On Arcadia University Week: Each community reflects on the freedom of enslaved people differently.
Kalenda Eaton, associate professor of English, examines how different countries celebrate and reflect.
Dr. Eaton is the current director of the English Graduate Program. Additionally, she has served as a Faculty Senator, and as a member of the: Strategic Planning Steering Committee, Academics Committee, India Initiative Task Force, Promotion and Tenure Committee, and as a faculty representative on the International Programs/College of Global Studies subcommittee of the Board of Trustees from 2012-2016. She was also Director of Global Learning from 2014-2016. With a cohort of faculty at the university, she helped institute the academic minor in Pan-African studies and create Arcadia’s Pan African Studies Collective (PASC). Outside the university, Dr. Eaton is a frequent external reviewer for domestic and international academic journals and grant-funding foundations. She is a member and/or officer on several boards ranging from Editorial and Advisory, to Corporate. She has been a member of a Middle States Commission on Higher Education (MSCHE) site visit team and is a MSCHE trained evaluator. Also, Dr. Eaton frequently serves as a resource faculty member and mentor with the Social Science Research Council-Mellon Mays Graduate Initiatives Program.

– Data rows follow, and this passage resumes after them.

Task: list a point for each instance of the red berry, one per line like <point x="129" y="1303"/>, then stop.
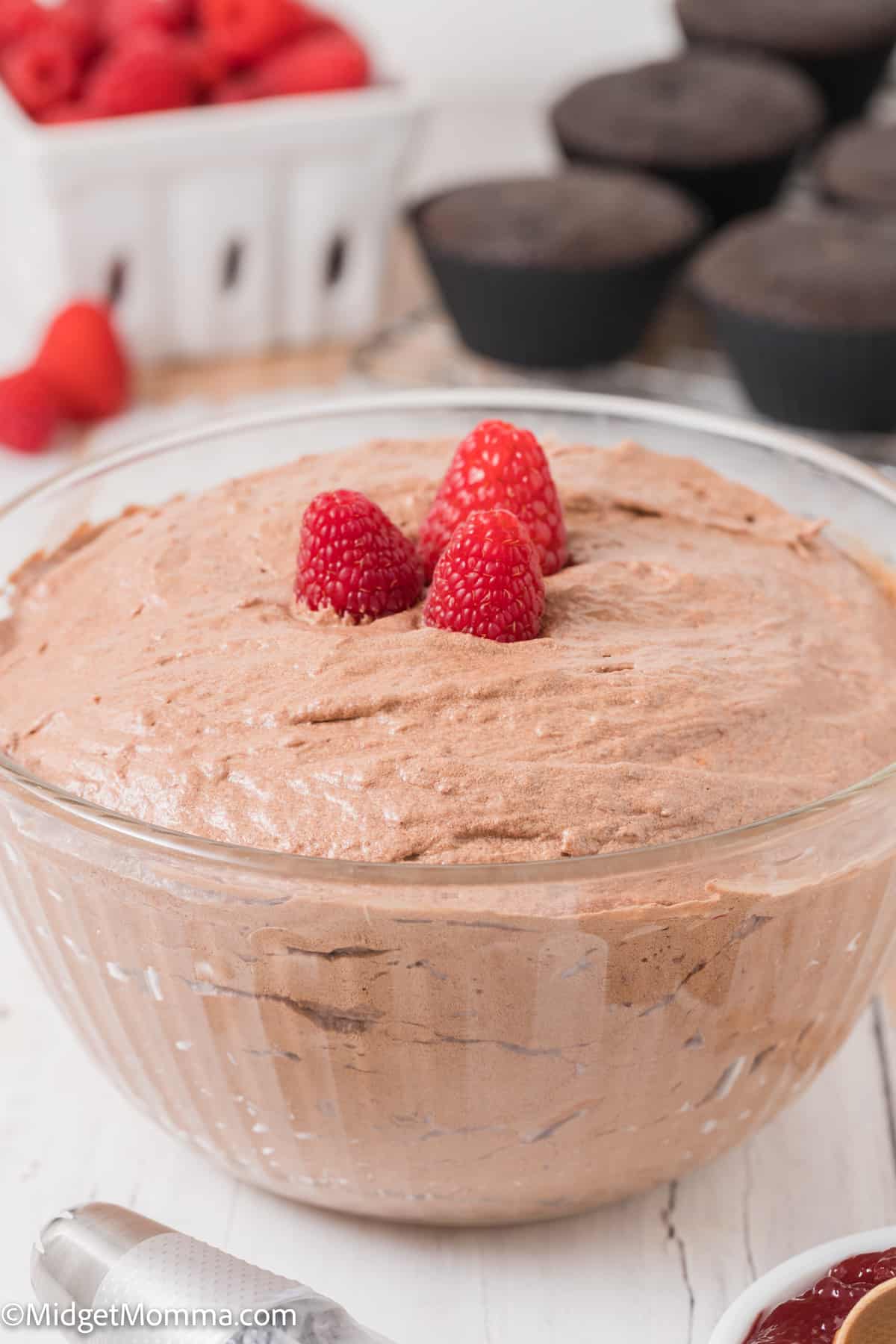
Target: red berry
<point x="354" y="559"/>
<point x="65" y="113"/>
<point x="321" y="62"/>
<point x="147" y="73"/>
<point x="122" y="18"/>
<point x="84" y="363"/>
<point x="240" y="87"/>
<point x="207" y="65"/>
<point x="245" y="30"/>
<point x="499" y="467"/>
<point x="78" y="20"/>
<point x="28" y="411"/>
<point x="488" y="581"/>
<point x="16" y="19"/>
<point x="40" y="69"/>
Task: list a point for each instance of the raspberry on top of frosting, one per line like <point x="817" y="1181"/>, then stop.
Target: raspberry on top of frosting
<point x="488" y="581"/>
<point x="499" y="465"/>
<point x="707" y="660"/>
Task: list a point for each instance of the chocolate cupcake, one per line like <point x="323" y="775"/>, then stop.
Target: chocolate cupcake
<point x="842" y="45"/>
<point x="806" y="311"/>
<point x="556" y="272"/>
<point x="724" y="128"/>
<point x="857" y="168"/>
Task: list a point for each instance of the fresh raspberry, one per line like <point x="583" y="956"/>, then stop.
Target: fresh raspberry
<point x="354" y="559"/>
<point x="499" y="467"/>
<point x="488" y="581"/>
<point x="206" y="63"/>
<point x="321" y="62"/>
<point x="245" y="30"/>
<point x="82" y="361"/>
<point x="147" y="73"/>
<point x="240" y="87"/>
<point x="122" y="18"/>
<point x="66" y="113"/>
<point x="40" y="69"/>
<point x="16" y="19"/>
<point x="28" y="411"/>
<point x="78" y="20"/>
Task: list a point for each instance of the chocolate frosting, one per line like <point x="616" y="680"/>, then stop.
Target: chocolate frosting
<point x="707" y="660"/>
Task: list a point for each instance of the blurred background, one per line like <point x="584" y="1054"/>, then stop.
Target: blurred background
<point x="245" y="223"/>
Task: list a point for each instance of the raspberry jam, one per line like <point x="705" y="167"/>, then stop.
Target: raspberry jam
<point x="817" y="1316"/>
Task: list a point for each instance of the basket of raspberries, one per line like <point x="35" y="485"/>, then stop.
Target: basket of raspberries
<point x="84" y="60"/>
<point x="223" y="172"/>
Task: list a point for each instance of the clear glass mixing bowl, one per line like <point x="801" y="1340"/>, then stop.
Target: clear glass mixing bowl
<point x="455" y="1045"/>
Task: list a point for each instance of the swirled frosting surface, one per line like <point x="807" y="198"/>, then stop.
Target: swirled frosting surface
<point x="707" y="660"/>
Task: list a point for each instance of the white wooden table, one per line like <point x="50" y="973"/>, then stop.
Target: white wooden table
<point x="656" y="1270"/>
<point x="659" y="1269"/>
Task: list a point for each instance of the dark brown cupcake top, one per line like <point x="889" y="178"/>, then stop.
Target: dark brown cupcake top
<point x="700" y="109"/>
<point x="797" y="27"/>
<point x="857" y="167"/>
<point x="578" y="220"/>
<point x="832" y="270"/>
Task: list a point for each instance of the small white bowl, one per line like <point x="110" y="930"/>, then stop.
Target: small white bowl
<point x="791" y="1278"/>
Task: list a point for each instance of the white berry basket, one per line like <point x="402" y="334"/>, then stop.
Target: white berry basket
<point x="215" y="230"/>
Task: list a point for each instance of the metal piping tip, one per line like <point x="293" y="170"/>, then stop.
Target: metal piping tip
<point x="108" y="1261"/>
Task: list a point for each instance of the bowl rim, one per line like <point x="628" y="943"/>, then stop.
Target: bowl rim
<point x="84" y="813"/>
<point x="791" y="1278"/>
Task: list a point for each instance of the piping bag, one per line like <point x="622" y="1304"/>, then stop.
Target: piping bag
<point x="119" y="1273"/>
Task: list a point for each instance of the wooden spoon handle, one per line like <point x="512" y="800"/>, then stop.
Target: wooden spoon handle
<point x="872" y="1320"/>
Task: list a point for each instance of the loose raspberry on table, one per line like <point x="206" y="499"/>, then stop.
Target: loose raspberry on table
<point x="28" y="411"/>
<point x="488" y="581"/>
<point x="84" y="362"/>
<point x="499" y="467"/>
<point x="354" y="559"/>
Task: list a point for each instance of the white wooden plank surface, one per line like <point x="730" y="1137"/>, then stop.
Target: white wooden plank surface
<point x="657" y="1269"/>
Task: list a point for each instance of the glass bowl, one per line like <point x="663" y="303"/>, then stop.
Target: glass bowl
<point x="455" y="1043"/>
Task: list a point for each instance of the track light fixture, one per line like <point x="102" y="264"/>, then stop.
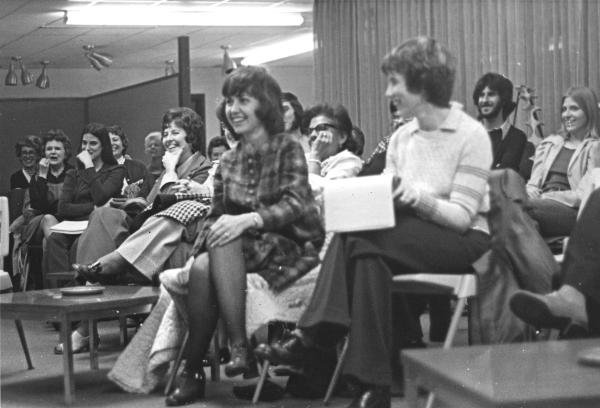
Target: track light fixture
<point x="11" y="77"/>
<point x="43" y="82"/>
<point x="26" y="77"/>
<point x="228" y="63"/>
<point x="97" y="60"/>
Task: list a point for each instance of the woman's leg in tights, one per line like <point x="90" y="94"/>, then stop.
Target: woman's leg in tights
<point x="203" y="311"/>
<point x="228" y="275"/>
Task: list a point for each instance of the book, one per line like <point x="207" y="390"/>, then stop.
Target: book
<point x="359" y="203"/>
<point x="70" y="227"/>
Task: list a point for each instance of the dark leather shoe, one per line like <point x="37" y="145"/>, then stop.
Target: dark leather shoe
<point x="190" y="387"/>
<point x="88" y="272"/>
<point x="373" y="397"/>
<point x="551" y="311"/>
<point x="239" y="363"/>
<point x="290" y="351"/>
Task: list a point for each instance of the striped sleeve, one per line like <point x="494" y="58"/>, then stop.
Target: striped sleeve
<point x="468" y="189"/>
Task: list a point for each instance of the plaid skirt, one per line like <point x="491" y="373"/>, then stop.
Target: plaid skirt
<point x="279" y="260"/>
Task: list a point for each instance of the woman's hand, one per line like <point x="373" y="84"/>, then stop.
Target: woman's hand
<point x="85" y="158"/>
<point x="171" y="158"/>
<point x="228" y="227"/>
<point x="404" y="195"/>
<point x="43" y="167"/>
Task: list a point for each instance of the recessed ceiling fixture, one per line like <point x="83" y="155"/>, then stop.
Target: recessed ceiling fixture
<point x="96" y="59"/>
<point x="286" y="48"/>
<point x="154" y="16"/>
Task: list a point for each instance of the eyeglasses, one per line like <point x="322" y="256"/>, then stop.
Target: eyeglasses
<point x="321" y="127"/>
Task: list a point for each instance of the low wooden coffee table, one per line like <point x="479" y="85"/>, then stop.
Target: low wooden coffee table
<point x="51" y="305"/>
<point x="532" y="375"/>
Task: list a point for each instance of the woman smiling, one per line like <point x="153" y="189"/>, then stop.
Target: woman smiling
<point x="96" y="179"/>
<point x="562" y="160"/>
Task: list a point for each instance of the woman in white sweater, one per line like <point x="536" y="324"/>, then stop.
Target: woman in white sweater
<point x="441" y="162"/>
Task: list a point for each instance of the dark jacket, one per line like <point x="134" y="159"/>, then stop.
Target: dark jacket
<point x="85" y="188"/>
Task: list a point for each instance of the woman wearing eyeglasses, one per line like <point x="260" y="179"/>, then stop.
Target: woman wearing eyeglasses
<point x="331" y="145"/>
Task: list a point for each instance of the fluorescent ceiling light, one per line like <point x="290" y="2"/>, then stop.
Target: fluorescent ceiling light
<point x="283" y="49"/>
<point x="152" y="16"/>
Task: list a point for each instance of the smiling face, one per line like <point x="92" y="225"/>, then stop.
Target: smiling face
<point x="406" y="102"/>
<point x="489" y="103"/>
<point x="573" y="117"/>
<point x="54" y="151"/>
<point x="117" y="145"/>
<point x="93" y="146"/>
<point x="241" y="114"/>
<point x="28" y="157"/>
<point x="322" y="123"/>
<point x="174" y="138"/>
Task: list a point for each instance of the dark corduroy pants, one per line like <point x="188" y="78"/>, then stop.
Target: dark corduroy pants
<point x="353" y="291"/>
<point x="581" y="266"/>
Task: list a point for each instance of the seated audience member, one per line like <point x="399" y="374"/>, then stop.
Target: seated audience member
<point x="107" y="247"/>
<point x="376" y="161"/>
<point x="141" y="372"/>
<point x="292" y="119"/>
<point x="119" y="259"/>
<point x="154" y="150"/>
<point x="493" y="97"/>
<point x="96" y="179"/>
<point x="562" y="160"/>
<point x="137" y="181"/>
<point x="28" y="150"/>
<point x="44" y="190"/>
<point x="575" y="307"/>
<point x="331" y="142"/>
<point x="263" y="219"/>
<point x="441" y="161"/>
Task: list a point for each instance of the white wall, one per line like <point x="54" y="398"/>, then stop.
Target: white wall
<point x="77" y="83"/>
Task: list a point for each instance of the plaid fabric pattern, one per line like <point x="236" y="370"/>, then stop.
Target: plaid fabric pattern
<point x="185" y="211"/>
<point x="273" y="181"/>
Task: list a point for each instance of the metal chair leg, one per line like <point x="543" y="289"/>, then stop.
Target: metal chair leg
<point x="337" y="371"/>
<point x="21" y="332"/>
<point x="261" y="381"/>
<point x="176" y="364"/>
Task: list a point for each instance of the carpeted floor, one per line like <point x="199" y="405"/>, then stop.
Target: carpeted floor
<point x="43" y="386"/>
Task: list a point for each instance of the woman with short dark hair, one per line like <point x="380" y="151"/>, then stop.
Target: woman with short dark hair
<point x="440" y="162"/>
<point x="28" y="150"/>
<point x="263" y="219"/>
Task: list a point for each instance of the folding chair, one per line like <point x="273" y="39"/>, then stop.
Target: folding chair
<point x="461" y="287"/>
<point x="5" y="281"/>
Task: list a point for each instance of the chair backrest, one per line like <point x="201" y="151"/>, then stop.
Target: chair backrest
<point x="4" y="225"/>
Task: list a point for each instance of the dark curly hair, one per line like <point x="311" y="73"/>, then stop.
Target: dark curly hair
<point x="427" y="67"/>
<point x="258" y="83"/>
<point x="101" y="132"/>
<point x="59" y="136"/>
<point x="117" y="130"/>
<point x="29" y="141"/>
<point x="497" y="83"/>
<point x="338" y="114"/>
<point x="188" y="120"/>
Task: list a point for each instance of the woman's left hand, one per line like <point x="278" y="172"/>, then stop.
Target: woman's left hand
<point x="228" y="228"/>
<point x="405" y="195"/>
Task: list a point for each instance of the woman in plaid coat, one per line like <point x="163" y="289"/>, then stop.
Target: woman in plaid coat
<point x="263" y="219"/>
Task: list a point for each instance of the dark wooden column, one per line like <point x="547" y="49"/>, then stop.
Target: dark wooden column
<point x="183" y="53"/>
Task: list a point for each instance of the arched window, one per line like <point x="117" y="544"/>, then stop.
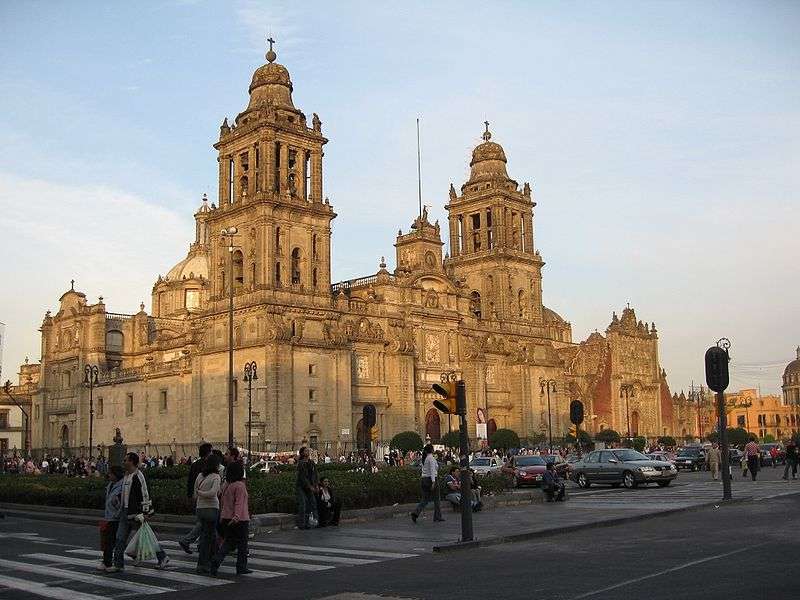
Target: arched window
<point x="475" y="304"/>
<point x="114" y="341"/>
<point x="296" y="266"/>
<point x="238" y="268"/>
<point x="433" y="426"/>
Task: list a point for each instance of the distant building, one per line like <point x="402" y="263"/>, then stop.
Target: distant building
<point x="323" y="349"/>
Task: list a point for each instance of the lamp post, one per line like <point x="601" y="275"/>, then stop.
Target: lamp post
<point x="229" y="233"/>
<point x="7" y="390"/>
<point x="547" y="385"/>
<point x="250" y="375"/>
<point x="627" y="390"/>
<point x="90" y="373"/>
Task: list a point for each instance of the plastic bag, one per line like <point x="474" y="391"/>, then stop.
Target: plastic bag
<point x="133" y="545"/>
<point x="148" y="546"/>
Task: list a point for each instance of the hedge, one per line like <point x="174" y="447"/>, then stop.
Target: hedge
<point x="268" y="493"/>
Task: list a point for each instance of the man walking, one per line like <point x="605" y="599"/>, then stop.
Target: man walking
<point x="194" y="470"/>
<point x="753" y="454"/>
<point x="791" y="460"/>
<point x="714" y="457"/>
<point x="135" y="505"/>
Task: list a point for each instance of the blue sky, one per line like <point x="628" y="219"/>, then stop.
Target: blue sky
<point x="661" y="140"/>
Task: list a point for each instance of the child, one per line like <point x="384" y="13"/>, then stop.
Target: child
<point x="235" y="511"/>
<point x="110" y="522"/>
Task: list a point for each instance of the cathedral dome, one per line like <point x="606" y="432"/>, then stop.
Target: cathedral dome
<point x="488" y="160"/>
<point x="192" y="267"/>
<point x="271" y="83"/>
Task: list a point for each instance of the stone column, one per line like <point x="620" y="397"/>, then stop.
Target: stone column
<point x="283" y="168"/>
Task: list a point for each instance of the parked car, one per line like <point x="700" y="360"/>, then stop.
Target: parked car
<point x="482" y="465"/>
<point x="526" y="470"/>
<point x="692" y="458"/>
<point x="622" y="466"/>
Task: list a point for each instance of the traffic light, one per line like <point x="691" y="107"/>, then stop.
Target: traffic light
<point x="447" y="390"/>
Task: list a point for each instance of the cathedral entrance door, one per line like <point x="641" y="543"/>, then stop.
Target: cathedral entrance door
<point x="433" y="426"/>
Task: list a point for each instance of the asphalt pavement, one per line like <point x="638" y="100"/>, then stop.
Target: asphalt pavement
<point x="745" y="550"/>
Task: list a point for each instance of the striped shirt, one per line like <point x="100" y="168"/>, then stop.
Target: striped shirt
<point x="751" y="449"/>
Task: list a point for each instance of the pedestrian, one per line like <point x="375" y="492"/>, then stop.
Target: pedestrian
<point x="206" y="494"/>
<point x="135" y="505"/>
<point x="428" y="483"/>
<point x="306" y="488"/>
<point x="791" y="460"/>
<point x="714" y="457"/>
<point x="194" y="470"/>
<point x="328" y="504"/>
<point x="753" y="454"/>
<point x="110" y="522"/>
<point x="235" y="514"/>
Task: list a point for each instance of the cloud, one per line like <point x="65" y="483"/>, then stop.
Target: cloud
<point x="113" y="243"/>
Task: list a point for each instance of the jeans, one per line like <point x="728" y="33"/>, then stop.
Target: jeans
<point x="430" y="491"/>
<point x="235" y="537"/>
<point x="194" y="532"/>
<point x="306" y="506"/>
<point x="752" y="466"/>
<point x="123" y="531"/>
<point x="108" y="541"/>
<point x="208" y="532"/>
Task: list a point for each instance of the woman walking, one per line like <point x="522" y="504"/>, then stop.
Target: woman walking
<point x="236" y="515"/>
<point x="206" y="493"/>
<point x="430" y="489"/>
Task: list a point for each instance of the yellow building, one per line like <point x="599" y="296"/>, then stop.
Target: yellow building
<point x="325" y="350"/>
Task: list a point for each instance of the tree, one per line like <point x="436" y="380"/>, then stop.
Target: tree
<point x="504" y="439"/>
<point x="406" y="441"/>
<point x="451" y="439"/>
<point x="667" y="441"/>
<point x="608" y="436"/>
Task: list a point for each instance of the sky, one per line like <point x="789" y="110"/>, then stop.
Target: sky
<point x="661" y="140"/>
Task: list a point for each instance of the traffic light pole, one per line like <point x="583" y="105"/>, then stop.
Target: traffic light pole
<point x="466" y="476"/>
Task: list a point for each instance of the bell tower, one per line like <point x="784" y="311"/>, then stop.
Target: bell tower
<point x="270" y="189"/>
<point x="491" y="239"/>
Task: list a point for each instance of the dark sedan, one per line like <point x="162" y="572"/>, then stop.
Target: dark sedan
<point x="622" y="466"/>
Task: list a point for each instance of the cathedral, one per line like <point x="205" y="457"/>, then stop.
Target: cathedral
<point x="467" y="299"/>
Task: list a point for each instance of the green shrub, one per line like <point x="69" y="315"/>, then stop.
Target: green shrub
<point x="608" y="436"/>
<point x="504" y="439"/>
<point x="407" y="441"/>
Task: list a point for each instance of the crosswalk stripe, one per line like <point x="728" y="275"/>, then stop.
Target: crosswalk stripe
<point x="224" y="569"/>
<point x="150" y="572"/>
<point x="85" y="577"/>
<point x="348" y="551"/>
<point x="41" y="589"/>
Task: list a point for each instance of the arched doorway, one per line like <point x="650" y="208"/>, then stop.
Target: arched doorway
<point x="433" y="426"/>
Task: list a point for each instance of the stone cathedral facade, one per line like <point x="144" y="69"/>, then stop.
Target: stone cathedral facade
<point x="465" y="297"/>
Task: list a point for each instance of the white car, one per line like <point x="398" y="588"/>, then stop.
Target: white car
<point x="483" y="465"/>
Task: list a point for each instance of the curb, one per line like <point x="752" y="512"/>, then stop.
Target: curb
<point x="529" y="535"/>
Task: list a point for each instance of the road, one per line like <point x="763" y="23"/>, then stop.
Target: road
<point x="734" y="551"/>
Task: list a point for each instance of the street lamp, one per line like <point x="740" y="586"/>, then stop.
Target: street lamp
<point x="628" y="391"/>
<point x="250" y="374"/>
<point x="229" y="233"/>
<point x="7" y="390"/>
<point x="548" y="385"/>
<point x="90" y="373"/>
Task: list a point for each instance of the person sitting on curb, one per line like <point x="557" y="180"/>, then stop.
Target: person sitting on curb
<point x="552" y="486"/>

Remembering Black Freedom in the Western Hemisphere
2020 will mark the fifth year of the United Nations declared “Decade for African Descendants.” Large percentages of the descendants living in the western hemisphere are linked by legacies of bondage. As such, there is also great debate on the emphasis we should place on the history of slavery in the 21st century. In many communities the connection between the distant past and the present is acknowledged annually in displays of cultural nationalism and patriotism.
We ask: what does it mean to Commemorate Freedom in the 21st century?
Across the Western Hemisphere the Emancipation of slavery is recognized differently. In the United States, June 19, 1865 was the date enslaved Texans learned they had been freed by the Emancipation Proclamation. Today, in honor of that moment, a series of “Juneteenth” festivals are held in parks, community centers, museums, and churches. These events, while celebratory, are often deeply reflective. Crowds are encouraged to “never forget” as they listen to guiding words about the importance of the past and its impact on the future. Neighboring countries in the Caribbean, South America, and Canada share the date of August 1, 1834, which marks when the British outlawed enslavement in its colonies. Freedom celebrations range from neighborhood street festivals and city-wide parades to reenactments and town hall meetings.
Historical knowledge of one’s country and culture is imperative in forging national identity necessary for any society to advance. Emancipation commemorations challenge us to consider if the heart of true liberation is in the memories we piece together.